Houston's founding Allen brothers have finally assumed their posts outside City Hall, 76 years late.

Workers installed the sculptures Friday afternoon, drilling holes in the pedestals set aside for the statues when the building was erected in 1939 and epoxying the 5-foot-5-inch brothers into place.  

The bronze statues were delayed because Mayor Oscar Holcombe said the $8,000 required in fall 1939 -- about $137,000 in today's dollars - for them had been spent on construction. 

 

The statues of Augustus Chapman Allen and John Kirby Allen were commissioned using $70,000 in private donations gathered by Houston history buff and genealogist Lynna Kay Shuffield and her local United Daughters of the Confederacy chapter.
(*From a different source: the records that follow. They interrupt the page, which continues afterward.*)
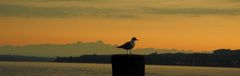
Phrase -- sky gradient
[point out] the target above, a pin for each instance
(179, 24)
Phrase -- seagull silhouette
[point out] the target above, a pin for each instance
(129, 45)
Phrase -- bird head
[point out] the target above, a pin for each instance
(134, 39)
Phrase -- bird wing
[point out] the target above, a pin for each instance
(127, 44)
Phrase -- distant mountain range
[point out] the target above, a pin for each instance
(76, 49)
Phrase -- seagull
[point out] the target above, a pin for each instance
(129, 45)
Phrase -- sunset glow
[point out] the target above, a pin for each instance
(188, 24)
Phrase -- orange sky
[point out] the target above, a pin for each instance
(190, 26)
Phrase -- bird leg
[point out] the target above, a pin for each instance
(130, 51)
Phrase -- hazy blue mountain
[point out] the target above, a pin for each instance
(75, 49)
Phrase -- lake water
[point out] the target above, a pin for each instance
(84, 69)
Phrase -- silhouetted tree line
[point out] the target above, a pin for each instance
(219, 58)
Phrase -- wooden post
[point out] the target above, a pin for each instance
(128, 65)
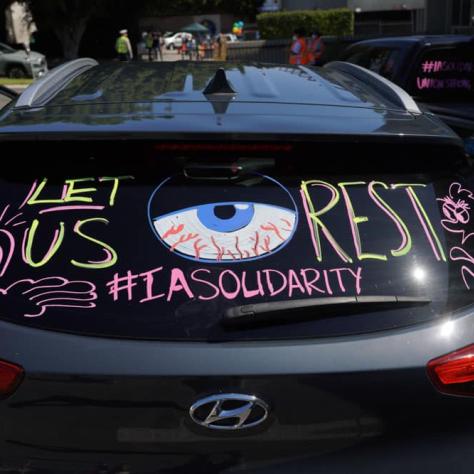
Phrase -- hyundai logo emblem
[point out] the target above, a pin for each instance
(229, 411)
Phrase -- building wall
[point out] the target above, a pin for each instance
(381, 5)
(312, 4)
(175, 23)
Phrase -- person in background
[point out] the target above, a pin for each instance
(149, 45)
(298, 50)
(192, 45)
(157, 46)
(315, 49)
(123, 47)
(184, 48)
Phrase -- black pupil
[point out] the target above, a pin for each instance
(225, 212)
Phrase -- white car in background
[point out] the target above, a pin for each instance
(175, 40)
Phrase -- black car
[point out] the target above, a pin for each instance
(233, 268)
(436, 70)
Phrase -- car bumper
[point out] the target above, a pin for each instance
(350, 404)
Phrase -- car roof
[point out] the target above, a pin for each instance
(420, 39)
(172, 97)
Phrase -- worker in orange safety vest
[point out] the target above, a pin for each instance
(298, 50)
(315, 49)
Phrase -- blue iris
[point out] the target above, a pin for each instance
(226, 216)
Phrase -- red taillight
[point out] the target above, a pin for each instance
(10, 378)
(453, 373)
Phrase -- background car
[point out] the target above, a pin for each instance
(233, 268)
(18, 63)
(231, 37)
(438, 71)
(175, 40)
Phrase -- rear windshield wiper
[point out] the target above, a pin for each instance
(315, 308)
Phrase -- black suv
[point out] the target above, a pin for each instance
(436, 70)
(227, 268)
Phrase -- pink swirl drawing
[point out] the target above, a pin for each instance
(31, 299)
(7, 239)
(456, 210)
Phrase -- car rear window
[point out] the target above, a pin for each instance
(382, 60)
(445, 74)
(159, 240)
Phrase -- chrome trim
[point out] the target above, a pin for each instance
(43, 89)
(216, 414)
(385, 87)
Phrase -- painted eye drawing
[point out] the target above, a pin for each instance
(227, 231)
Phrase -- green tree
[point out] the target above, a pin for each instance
(68, 20)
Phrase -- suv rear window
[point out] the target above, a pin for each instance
(159, 240)
(445, 74)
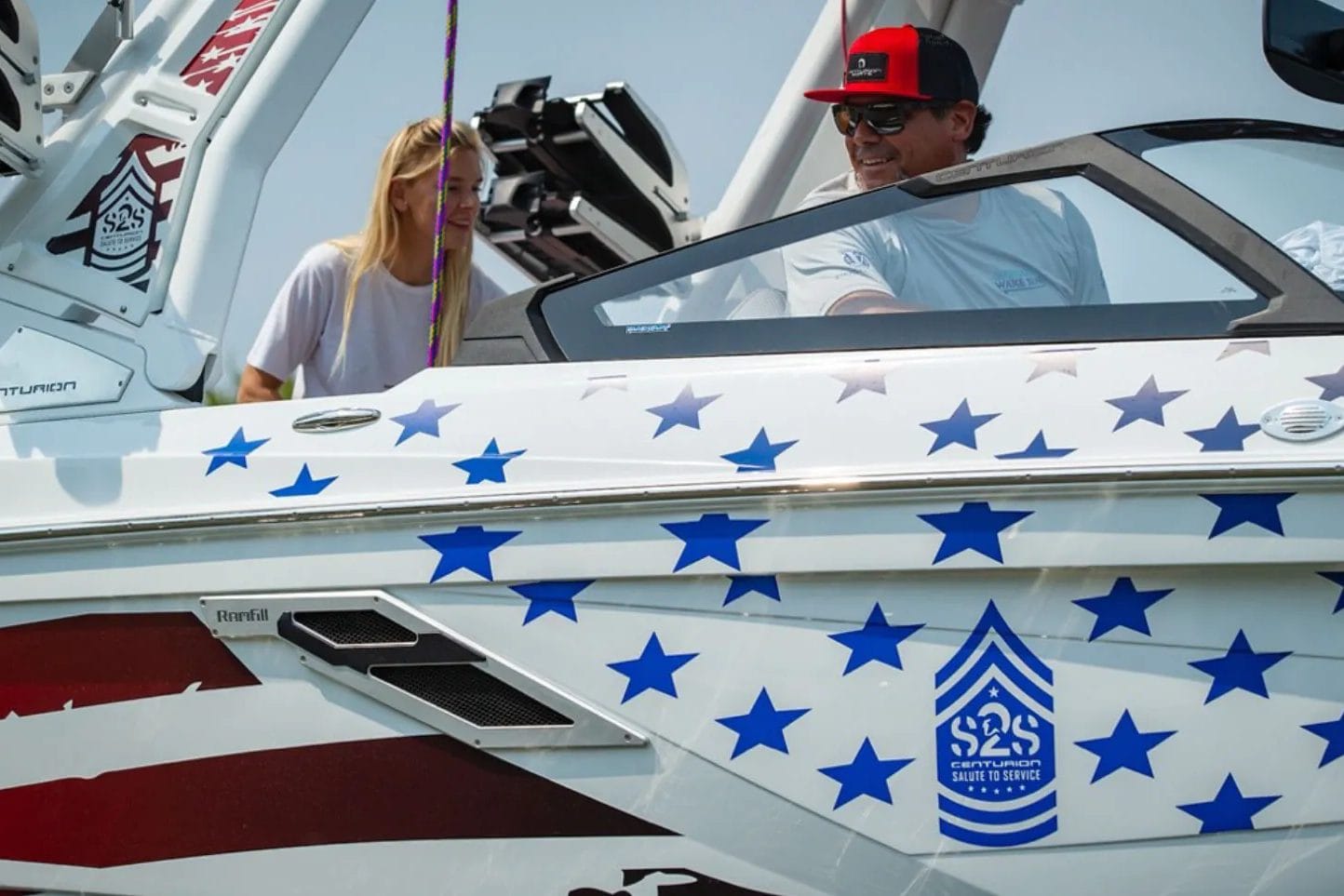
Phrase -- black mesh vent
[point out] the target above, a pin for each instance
(9, 112)
(472, 695)
(355, 627)
(8, 20)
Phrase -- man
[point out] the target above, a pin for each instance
(908, 106)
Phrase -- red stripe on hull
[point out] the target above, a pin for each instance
(429, 787)
(108, 659)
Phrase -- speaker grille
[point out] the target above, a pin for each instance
(471, 695)
(355, 627)
(9, 20)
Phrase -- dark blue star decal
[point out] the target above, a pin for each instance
(490, 465)
(741, 586)
(1144, 405)
(1229, 810)
(550, 596)
(865, 777)
(466, 547)
(875, 641)
(423, 420)
(1332, 384)
(1038, 448)
(1257, 509)
(974, 527)
(1125, 747)
(304, 485)
(762, 726)
(959, 429)
(1228, 435)
(1334, 735)
(652, 669)
(234, 451)
(714, 535)
(759, 456)
(684, 410)
(1337, 578)
(1125, 606)
(1240, 668)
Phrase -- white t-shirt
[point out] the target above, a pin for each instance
(1025, 246)
(389, 328)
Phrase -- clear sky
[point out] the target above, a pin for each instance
(708, 69)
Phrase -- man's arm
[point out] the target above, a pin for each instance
(1089, 281)
(257, 384)
(847, 272)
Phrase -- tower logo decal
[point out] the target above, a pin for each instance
(120, 223)
(229, 46)
(995, 739)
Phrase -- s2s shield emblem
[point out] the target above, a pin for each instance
(995, 739)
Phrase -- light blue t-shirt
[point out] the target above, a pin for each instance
(1015, 246)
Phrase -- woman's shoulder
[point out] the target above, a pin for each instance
(483, 288)
(329, 256)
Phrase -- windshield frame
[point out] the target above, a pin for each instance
(1290, 300)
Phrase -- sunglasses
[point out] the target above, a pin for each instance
(883, 117)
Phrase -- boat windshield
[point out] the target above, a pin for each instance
(1288, 191)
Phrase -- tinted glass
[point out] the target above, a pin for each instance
(1056, 244)
(1290, 193)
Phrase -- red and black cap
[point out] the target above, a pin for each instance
(906, 62)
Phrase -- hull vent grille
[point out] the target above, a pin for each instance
(355, 627)
(471, 695)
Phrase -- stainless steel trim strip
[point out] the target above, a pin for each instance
(759, 488)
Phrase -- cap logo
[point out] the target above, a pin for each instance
(867, 66)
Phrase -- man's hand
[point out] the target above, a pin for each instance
(871, 302)
(258, 386)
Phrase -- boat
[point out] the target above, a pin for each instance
(662, 589)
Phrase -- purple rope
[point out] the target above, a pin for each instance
(441, 218)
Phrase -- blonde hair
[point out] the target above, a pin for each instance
(411, 152)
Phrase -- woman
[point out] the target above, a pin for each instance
(354, 314)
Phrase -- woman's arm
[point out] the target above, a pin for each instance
(258, 386)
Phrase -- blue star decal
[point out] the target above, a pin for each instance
(869, 376)
(1228, 435)
(652, 669)
(681, 411)
(741, 586)
(875, 641)
(1240, 668)
(974, 527)
(865, 777)
(1257, 509)
(466, 547)
(304, 485)
(762, 726)
(234, 451)
(1144, 405)
(1337, 578)
(1125, 747)
(759, 456)
(596, 384)
(550, 596)
(1334, 735)
(490, 465)
(1229, 810)
(714, 535)
(1038, 448)
(423, 420)
(1332, 384)
(959, 429)
(1125, 608)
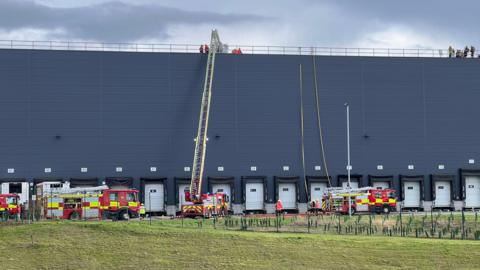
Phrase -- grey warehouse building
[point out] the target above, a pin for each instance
(130, 118)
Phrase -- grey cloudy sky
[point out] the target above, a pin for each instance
(345, 23)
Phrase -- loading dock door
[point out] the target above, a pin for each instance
(316, 191)
(412, 194)
(442, 194)
(154, 197)
(353, 183)
(254, 196)
(380, 185)
(182, 188)
(224, 188)
(472, 191)
(287, 193)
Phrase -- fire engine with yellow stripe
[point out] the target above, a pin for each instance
(209, 205)
(366, 199)
(9, 206)
(91, 203)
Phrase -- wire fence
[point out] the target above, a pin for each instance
(246, 49)
(442, 225)
(460, 226)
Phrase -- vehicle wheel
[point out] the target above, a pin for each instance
(74, 216)
(124, 215)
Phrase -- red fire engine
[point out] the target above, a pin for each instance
(9, 207)
(367, 199)
(95, 202)
(209, 205)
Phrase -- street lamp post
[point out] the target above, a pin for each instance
(349, 166)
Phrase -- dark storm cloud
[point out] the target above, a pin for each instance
(439, 15)
(111, 21)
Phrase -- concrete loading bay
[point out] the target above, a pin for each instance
(162, 196)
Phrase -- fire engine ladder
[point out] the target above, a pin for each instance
(334, 191)
(201, 139)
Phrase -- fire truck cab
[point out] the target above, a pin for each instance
(209, 205)
(9, 206)
(119, 204)
(361, 200)
(95, 202)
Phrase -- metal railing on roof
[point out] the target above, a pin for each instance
(246, 49)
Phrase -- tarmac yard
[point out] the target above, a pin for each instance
(166, 245)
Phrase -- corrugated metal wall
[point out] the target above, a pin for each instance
(102, 110)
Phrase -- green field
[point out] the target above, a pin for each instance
(165, 245)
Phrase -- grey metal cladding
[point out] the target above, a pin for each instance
(67, 110)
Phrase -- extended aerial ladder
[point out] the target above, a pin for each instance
(201, 139)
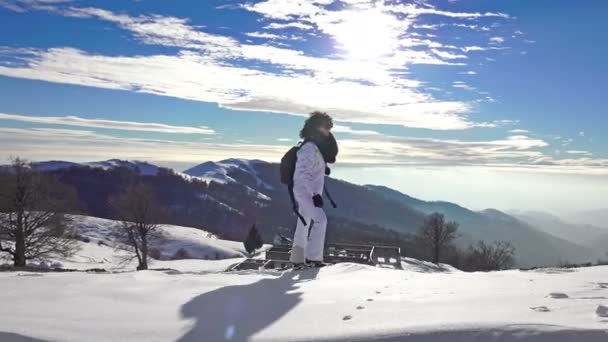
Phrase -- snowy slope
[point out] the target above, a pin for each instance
(219, 171)
(142, 167)
(345, 302)
(104, 249)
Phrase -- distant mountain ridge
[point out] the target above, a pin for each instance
(230, 195)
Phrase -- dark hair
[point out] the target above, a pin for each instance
(316, 120)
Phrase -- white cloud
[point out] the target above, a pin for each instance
(197, 78)
(282, 26)
(462, 85)
(107, 124)
(349, 130)
(354, 85)
(497, 40)
(579, 152)
(519, 131)
(514, 152)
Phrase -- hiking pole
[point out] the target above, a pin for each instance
(333, 204)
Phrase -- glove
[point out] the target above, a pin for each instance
(317, 200)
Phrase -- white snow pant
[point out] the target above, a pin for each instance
(309, 245)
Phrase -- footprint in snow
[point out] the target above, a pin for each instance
(558, 295)
(602, 311)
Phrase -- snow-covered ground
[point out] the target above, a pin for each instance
(195, 300)
(103, 249)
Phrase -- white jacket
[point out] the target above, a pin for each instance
(309, 176)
Houston artist Lori Betz made the statues. Here is a longer story we wrote recently about this effort.

"My mother has a rule: If you see something broken or it needs to be fixed, stop and fix it," Shuffield has said. "It hadn't been done; it needed to be done, so I decided to do it."

The brothers, real estate speculators in the tradition of many modern wheeler-dealers, bought a league and a half of land at the confluence of Buffalo and White Oak bayous in 1836, at the dawn of Texas independence. They named the new village Houston and enthusiastically misrepresented the region's climate to help attract settlers, touting "the sea breeze in all its freshness."

John Kirby Allen was a "dandy," resplendent in fashionable garb, while Augustus Allen was a surveyor, and is depicted holding the tools of that trade.